Sleep Apnea

Sleep Apnea


Sleep apnea (also spelled sleep apnoea) is a sleep-related disorder characterized by abnormal breathing patterns during sleep. People with sleep apnea have reductions or pauses in breathing for brief periods during sleep. While this may cause a person to awaken periodically and reduce sleep quality, the sleeper may not fully wake up and remain unaware that their nighttime breathing is abnormal. Several type of sleep apnea exist, categorized by the cause of breathing disruption. The most common is "obstructive sleep apnea" (OSA), in which the upper airway is obstructed due to loss of tone in the pharyngeal musculature. OSA can be defined as the presence of five or more obstructive events (either apnoeas or hypopnoeas) per hour of sleep.


Obstruction of the airways causes the sleeper to wake up (usually not fully) and take several deep breaths. As this happens frequently (many times per hour), it reduces sleep quality and may have some (or all) of the following effects on the person:

  • Snoring (due to taking deep breaths and the obstructed airways)
  • Feeling tired during the day, sleepiness
  • Headaches, especially after wake up
  • Difficult concentration
  • Mood swings

Note that while all of the above effects may indicate that a person is suffering from OSA, none of them are definitive and dedicated tests are necessary for reliable diagnosis.

Risk Factors

  • Age
  • Obesity
  • Hypothyroidism (low levels of the thyroid hormone which controls metabolism)
  • Family history

OSA is also associated with an increased risk of coronary artery disease, hypertension and stroke although there is some debate as to whether the association is causal or secondary to associated obesity, which is often present.


OSA is diagnosed by a performing a sleep study.
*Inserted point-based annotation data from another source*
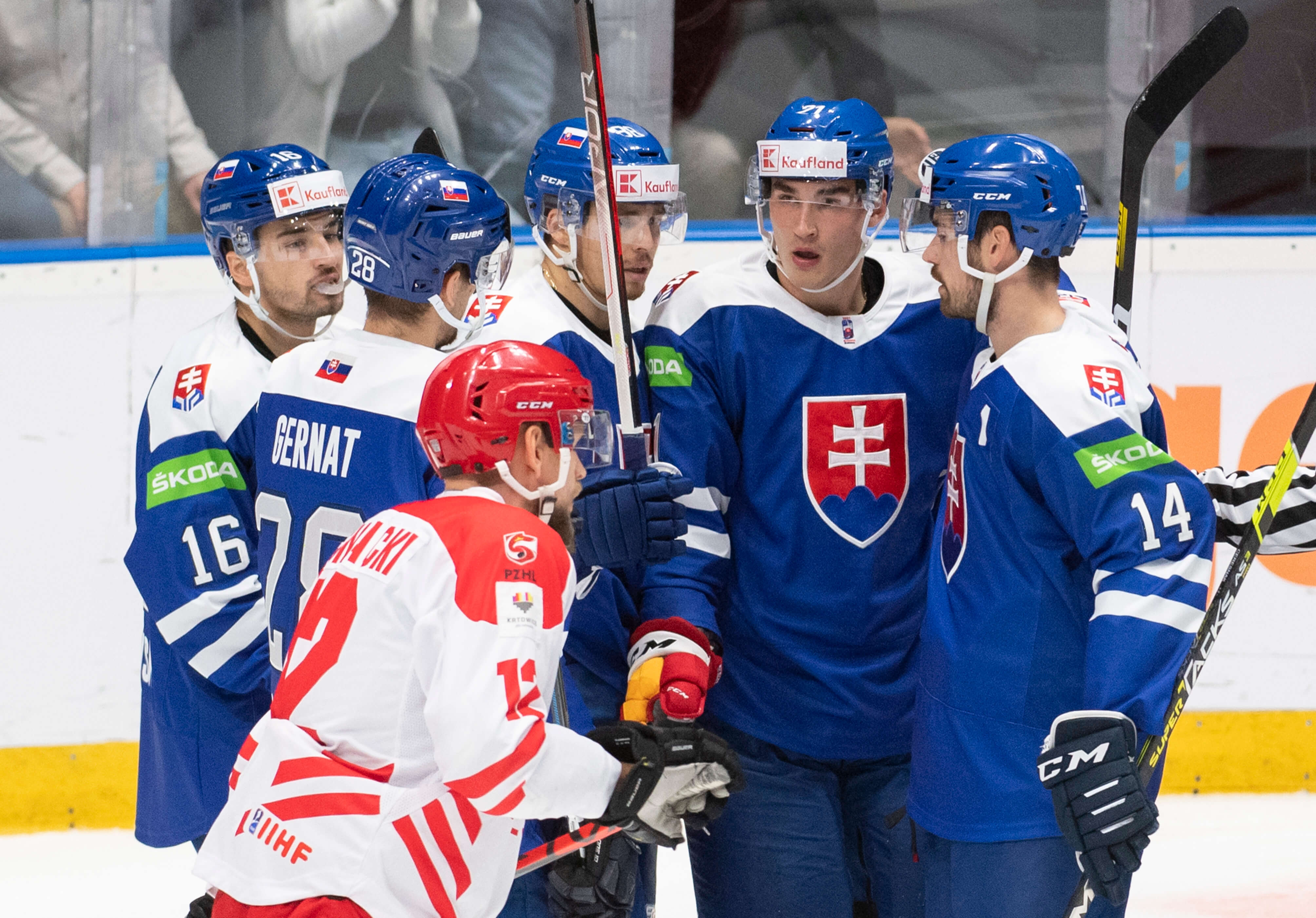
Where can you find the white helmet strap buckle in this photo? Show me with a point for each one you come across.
(253, 300)
(547, 495)
(989, 279)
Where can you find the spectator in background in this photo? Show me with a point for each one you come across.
(45, 77)
(400, 85)
(302, 49)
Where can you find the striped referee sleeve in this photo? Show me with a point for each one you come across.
(1236, 495)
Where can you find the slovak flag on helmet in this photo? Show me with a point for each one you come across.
(573, 137)
(453, 190)
(336, 368)
(1106, 385)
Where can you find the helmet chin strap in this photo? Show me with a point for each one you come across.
(865, 242)
(568, 262)
(465, 331)
(253, 300)
(547, 495)
(989, 279)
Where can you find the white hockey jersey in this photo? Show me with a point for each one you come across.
(407, 741)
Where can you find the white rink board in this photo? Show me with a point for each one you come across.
(84, 341)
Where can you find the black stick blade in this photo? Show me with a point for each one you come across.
(428, 143)
(1203, 57)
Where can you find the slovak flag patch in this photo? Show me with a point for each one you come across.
(190, 387)
(1106, 385)
(573, 137)
(336, 368)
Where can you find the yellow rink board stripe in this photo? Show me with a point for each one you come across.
(1269, 752)
(66, 787)
(94, 787)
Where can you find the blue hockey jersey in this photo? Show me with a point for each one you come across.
(1069, 571)
(818, 446)
(194, 562)
(605, 612)
(336, 445)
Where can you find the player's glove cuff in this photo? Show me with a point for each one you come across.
(626, 517)
(1101, 804)
(672, 667)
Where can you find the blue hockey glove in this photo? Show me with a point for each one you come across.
(626, 517)
(1101, 804)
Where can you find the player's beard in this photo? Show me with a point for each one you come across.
(561, 524)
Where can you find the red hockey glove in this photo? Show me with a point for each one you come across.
(672, 669)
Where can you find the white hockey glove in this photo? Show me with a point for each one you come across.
(680, 774)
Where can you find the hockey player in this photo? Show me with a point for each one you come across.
(1071, 560)
(562, 306)
(336, 436)
(273, 221)
(407, 740)
(810, 392)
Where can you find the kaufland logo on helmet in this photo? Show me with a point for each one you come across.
(804, 160)
(647, 183)
(308, 193)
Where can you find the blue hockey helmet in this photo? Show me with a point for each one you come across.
(249, 189)
(1028, 179)
(1031, 181)
(804, 143)
(414, 219)
(823, 140)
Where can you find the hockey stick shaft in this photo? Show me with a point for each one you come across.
(564, 845)
(1161, 102)
(633, 453)
(1153, 749)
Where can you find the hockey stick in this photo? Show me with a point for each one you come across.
(564, 845)
(1167, 95)
(633, 453)
(1149, 757)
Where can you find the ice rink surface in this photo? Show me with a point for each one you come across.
(1215, 857)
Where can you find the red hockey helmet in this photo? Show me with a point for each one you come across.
(477, 400)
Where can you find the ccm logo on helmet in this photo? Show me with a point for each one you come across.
(520, 547)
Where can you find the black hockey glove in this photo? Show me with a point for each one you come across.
(624, 517)
(681, 773)
(602, 884)
(1101, 804)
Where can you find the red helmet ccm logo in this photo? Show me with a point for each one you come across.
(520, 547)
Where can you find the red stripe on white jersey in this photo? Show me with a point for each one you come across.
(406, 829)
(443, 832)
(324, 804)
(483, 782)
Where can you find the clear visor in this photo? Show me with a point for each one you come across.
(493, 270)
(922, 223)
(302, 237)
(589, 433)
(643, 223)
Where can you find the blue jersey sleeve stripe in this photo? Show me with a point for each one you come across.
(1193, 567)
(207, 605)
(706, 499)
(1157, 609)
(708, 541)
(1172, 588)
(251, 626)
This can be done at home or through an overnight stay in a specialized sleep laboratory.

Diagonosed, suspected or unsatisfactorily treated OSA may lead to a pilot or air traffic controller being assessed as temporarily unfit. Return to flying/provision of service is normally allowed after successful treatment, demonstrated by reduced daytime sleepiness and absence of snoring. 


Sleep apnoea can sometimes be treated by making lifestyle changes like losing weight, giving up smoking and reducing how much alcohol a person drinks.

In some cases, the use of a specially shaped pillow or shirt may reduce sleep apnea episodes, usually by causing users to sleep on the side instead of on the back or in a reclining position instead of flat.

Continuous positive airway pressure (CPAP) is a dedicated solution for OSA treatment. This is a device that keeps the patient’s airway open during sleep by means of a flow of pressurized air into the throat. The CPAP mask is similar to the cockpit oxygen mask and the devices are light-weight and quiet. Therefore, CPAP is the most commonly used treatment for sleep apnea. This treatment is extremely effective for those who tolerate it (most people do). Unless major weight loss occurs, CPAP treatment is likely to be needed lifelong.

Another option is to use oral appliance therapy (OAT) (also called mandibular advancement device, MAD), which is a custom-made mouthpiece that shifts the lower jaw forward thus opening up the airway.

In some cases surgery (e.g. removing large tonsils) can be helpful.